From: Sean Christopherson <seanjc@google.com>
To: Brian Cowan <brcowan@gmail.com>
Cc: "kvm@vger.kernel.org" <kvm@vger.kernel.org>
Subject: Re: A really weird guest crash, that ONLY happens on KVM, and ONLY on 6th gen+ Intel Core CPU's
Date: Wed, 18 May 2022 21:26:42 +0000 [thread overview]
Message-ID: <YoVkkrXbGFz3PmVY@google.com> (raw)
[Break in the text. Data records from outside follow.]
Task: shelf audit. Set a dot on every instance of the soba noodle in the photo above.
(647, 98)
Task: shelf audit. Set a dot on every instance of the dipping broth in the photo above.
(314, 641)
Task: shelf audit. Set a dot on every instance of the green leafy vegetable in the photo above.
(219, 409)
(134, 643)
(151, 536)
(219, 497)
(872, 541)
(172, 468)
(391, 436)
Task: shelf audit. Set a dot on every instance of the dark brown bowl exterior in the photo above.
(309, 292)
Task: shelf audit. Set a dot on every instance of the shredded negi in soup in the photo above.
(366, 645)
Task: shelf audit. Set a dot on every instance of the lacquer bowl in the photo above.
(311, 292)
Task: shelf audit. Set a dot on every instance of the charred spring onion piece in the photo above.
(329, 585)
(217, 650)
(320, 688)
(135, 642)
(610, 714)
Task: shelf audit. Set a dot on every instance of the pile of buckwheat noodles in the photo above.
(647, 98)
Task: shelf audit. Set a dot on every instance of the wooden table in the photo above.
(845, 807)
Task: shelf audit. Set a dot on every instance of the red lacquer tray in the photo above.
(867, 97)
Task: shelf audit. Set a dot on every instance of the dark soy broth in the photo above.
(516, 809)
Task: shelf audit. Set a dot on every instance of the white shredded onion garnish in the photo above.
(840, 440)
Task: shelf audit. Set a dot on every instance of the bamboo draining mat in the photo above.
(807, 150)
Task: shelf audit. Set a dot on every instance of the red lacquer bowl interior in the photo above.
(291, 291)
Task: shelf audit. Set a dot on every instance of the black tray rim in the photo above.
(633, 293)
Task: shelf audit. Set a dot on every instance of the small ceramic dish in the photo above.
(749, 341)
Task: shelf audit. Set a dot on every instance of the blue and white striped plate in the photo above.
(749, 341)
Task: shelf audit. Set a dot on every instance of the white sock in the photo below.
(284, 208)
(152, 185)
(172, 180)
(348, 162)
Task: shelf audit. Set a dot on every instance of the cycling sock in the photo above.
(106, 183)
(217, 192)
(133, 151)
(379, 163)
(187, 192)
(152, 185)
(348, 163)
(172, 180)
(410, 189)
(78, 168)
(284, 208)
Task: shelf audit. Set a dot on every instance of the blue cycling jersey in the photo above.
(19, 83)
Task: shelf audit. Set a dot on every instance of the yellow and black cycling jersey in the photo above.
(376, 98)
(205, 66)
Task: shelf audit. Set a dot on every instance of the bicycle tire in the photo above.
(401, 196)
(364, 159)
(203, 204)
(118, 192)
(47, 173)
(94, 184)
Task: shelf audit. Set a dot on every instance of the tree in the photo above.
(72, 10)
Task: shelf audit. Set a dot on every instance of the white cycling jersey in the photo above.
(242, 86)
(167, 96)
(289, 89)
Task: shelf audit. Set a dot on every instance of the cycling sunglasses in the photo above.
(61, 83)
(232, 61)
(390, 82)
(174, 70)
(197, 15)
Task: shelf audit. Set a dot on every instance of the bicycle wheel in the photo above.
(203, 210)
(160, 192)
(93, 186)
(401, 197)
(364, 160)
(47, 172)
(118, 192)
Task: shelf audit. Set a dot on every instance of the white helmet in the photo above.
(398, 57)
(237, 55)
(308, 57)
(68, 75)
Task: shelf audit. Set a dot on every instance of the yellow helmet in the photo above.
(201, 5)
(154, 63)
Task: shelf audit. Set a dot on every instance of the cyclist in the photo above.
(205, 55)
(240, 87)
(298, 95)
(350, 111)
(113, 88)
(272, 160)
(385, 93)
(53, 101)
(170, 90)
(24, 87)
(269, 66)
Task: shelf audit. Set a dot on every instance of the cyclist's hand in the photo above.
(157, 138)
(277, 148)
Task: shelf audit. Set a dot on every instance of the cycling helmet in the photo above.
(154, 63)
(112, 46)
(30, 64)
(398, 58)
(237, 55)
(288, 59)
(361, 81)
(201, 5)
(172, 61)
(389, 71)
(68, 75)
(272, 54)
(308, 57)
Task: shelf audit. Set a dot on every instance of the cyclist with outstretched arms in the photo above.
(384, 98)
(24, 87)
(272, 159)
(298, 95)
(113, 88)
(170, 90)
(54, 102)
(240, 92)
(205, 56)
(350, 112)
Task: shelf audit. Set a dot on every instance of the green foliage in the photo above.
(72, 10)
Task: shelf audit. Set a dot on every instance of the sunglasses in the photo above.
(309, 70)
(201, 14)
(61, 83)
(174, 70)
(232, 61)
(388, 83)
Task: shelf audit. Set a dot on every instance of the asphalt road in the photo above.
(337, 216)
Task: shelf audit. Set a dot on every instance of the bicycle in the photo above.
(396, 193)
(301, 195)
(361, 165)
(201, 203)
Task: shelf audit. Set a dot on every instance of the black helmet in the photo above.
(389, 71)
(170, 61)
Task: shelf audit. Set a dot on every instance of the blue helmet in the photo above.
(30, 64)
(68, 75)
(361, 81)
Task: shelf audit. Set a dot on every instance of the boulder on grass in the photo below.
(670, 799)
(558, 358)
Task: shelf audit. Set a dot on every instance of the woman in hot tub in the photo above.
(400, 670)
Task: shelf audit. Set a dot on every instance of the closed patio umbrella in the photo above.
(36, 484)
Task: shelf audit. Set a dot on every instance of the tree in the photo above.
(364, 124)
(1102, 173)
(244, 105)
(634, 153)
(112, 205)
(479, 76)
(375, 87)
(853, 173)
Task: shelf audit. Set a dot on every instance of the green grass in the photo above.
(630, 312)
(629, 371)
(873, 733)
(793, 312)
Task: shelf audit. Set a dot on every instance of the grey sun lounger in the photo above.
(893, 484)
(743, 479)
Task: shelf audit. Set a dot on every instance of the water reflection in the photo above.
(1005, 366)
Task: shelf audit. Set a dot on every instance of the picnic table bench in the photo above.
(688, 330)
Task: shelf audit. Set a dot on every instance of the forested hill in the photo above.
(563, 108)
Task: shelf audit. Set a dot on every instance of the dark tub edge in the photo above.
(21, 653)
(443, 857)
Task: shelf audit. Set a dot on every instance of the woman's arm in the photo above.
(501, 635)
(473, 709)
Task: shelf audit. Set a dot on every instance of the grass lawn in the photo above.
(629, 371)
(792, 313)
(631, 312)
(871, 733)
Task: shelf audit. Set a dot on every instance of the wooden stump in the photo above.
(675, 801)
In-Reply-To: <CAPUGS=oTTzn+HjXMdSK7jsysCagfipmnj25ofNFKD03rq=3Brw@mail.gmail.com>
On Wed, May 18, 2022, Brian Cowan wrote:
> Hi all, looking for hints on a wild crash.
>
> The company I work for has a kernel driver used to literally make a db
> query result look like a filesystem… The “database” in question being
> a proprietary SCM repository… (ClearCase, for those who have been
> around forever… Like me…)
>
> We have a crash on mounting the remote repository ONE way (ClearCase
> “Automatic views”) but not another (ClearCase “Dynamic views”) where
> both use the same kernel driver… The guest OS is RHEL 7.8, not
> registered with RH (since the VM is only supposed to last a couple of
> days.) The host OS is Ubuntu 20.04.2 LTS, though that does not seem to
> matter.
>
> The wild part is that this only happens when the ClearCase host is a
> KVM guest, and only on 6th-generation or newer . It does NOT happen
> on:
> * VMWare Virtual machines configured identically
> * VirtualBox Virtual machines Configured identically
> * 2nd generation intel core hosts running the same KVM release.
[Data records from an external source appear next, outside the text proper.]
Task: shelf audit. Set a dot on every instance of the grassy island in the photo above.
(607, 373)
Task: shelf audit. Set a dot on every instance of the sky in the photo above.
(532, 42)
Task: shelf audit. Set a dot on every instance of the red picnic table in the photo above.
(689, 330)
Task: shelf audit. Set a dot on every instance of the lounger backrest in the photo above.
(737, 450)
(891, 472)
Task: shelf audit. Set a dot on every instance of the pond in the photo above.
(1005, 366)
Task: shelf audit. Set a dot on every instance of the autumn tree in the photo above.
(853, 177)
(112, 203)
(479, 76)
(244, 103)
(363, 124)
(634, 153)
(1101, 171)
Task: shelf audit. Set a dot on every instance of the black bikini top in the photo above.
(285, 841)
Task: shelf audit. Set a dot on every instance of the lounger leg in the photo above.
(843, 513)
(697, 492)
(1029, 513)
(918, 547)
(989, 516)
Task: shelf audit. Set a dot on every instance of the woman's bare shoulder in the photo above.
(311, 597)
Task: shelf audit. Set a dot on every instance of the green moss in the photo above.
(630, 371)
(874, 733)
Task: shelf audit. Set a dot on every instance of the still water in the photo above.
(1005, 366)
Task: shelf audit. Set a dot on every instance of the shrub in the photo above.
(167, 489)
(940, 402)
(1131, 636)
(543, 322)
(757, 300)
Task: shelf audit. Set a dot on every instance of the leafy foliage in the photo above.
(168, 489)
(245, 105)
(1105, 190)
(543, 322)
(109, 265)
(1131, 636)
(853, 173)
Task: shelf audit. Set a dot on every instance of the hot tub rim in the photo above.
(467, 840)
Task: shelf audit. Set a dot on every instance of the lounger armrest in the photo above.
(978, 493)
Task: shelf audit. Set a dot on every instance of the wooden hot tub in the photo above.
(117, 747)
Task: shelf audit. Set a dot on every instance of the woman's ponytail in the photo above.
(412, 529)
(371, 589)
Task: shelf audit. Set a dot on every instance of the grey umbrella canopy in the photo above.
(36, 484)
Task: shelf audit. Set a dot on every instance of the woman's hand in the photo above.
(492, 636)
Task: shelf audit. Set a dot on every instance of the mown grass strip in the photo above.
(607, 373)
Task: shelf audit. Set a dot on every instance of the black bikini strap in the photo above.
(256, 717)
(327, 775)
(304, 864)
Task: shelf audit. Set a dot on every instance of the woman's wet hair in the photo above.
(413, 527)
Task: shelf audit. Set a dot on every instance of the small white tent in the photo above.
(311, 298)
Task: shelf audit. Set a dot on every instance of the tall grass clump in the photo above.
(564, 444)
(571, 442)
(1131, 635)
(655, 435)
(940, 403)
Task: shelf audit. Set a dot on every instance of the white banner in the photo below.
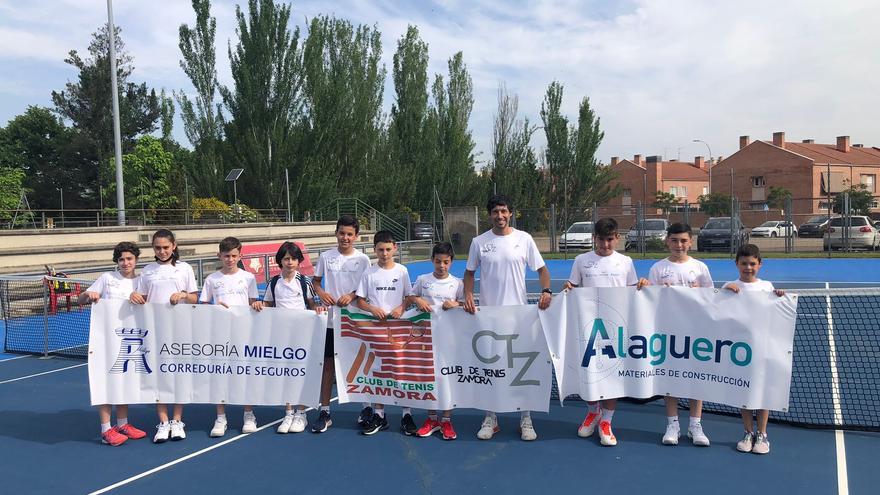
(496, 360)
(158, 353)
(717, 346)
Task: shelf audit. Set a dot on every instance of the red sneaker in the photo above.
(428, 429)
(131, 432)
(113, 437)
(447, 430)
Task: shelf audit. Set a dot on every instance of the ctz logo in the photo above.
(528, 356)
(132, 349)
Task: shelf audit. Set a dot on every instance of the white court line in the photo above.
(43, 373)
(190, 456)
(842, 478)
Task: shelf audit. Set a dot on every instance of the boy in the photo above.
(748, 262)
(231, 286)
(603, 267)
(680, 270)
(384, 292)
(444, 290)
(342, 267)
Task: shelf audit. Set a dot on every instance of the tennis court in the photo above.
(48, 430)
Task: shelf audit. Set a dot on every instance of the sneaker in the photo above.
(408, 425)
(162, 432)
(177, 431)
(587, 428)
(131, 432)
(526, 430)
(323, 422)
(429, 427)
(489, 428)
(673, 431)
(698, 438)
(365, 415)
(250, 422)
(284, 427)
(299, 423)
(606, 436)
(113, 437)
(447, 430)
(762, 445)
(374, 425)
(219, 428)
(745, 445)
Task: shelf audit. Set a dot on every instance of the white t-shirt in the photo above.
(385, 288)
(502, 260)
(592, 270)
(437, 290)
(341, 274)
(756, 286)
(112, 285)
(289, 294)
(235, 289)
(157, 282)
(691, 273)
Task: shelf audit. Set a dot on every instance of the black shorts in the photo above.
(328, 344)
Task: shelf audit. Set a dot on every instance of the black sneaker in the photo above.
(375, 424)
(366, 414)
(322, 423)
(408, 425)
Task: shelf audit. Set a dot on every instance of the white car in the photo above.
(578, 237)
(774, 228)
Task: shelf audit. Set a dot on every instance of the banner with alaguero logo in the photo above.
(204, 354)
(734, 349)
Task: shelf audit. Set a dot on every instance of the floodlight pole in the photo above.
(117, 135)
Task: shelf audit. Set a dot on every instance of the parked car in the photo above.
(774, 228)
(814, 227)
(861, 234)
(716, 234)
(653, 228)
(578, 237)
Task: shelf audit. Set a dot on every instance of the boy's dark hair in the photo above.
(167, 234)
(383, 236)
(125, 247)
(289, 248)
(680, 228)
(499, 200)
(443, 248)
(605, 227)
(748, 250)
(348, 221)
(230, 243)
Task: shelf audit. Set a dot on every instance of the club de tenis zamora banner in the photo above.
(204, 354)
(734, 349)
(496, 360)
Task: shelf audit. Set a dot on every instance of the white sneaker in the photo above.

> (because OF COURSE my office "secondary desktop" host is ancient...
Heh, Sandy Bridge isn't ancient, we still get bug reports for Core2 :-)
> * A 4th generation I7 host running Ubuntu 22.04 and that version’s
> default KVM. (Because I am a laptop packrat. That laptop had been
> sitting on a bookshelf for 3+ years and I went "what if...")
What kernel version is the 6th gen (Skylake) 20.04.2 running? Same question for
the 4th gen (Haswell) 22.04. And if it's not too much trouble, can you try running
the Skylake with 22.04 kernel, or vice versa? Not super high priority if it's a
pain, the fact that the bug goes away based on what's advertised to the guest
suggests this might be a guest bug. But, it could also be a KVM bug that's
specific to a feature that's only supported in Skylake+.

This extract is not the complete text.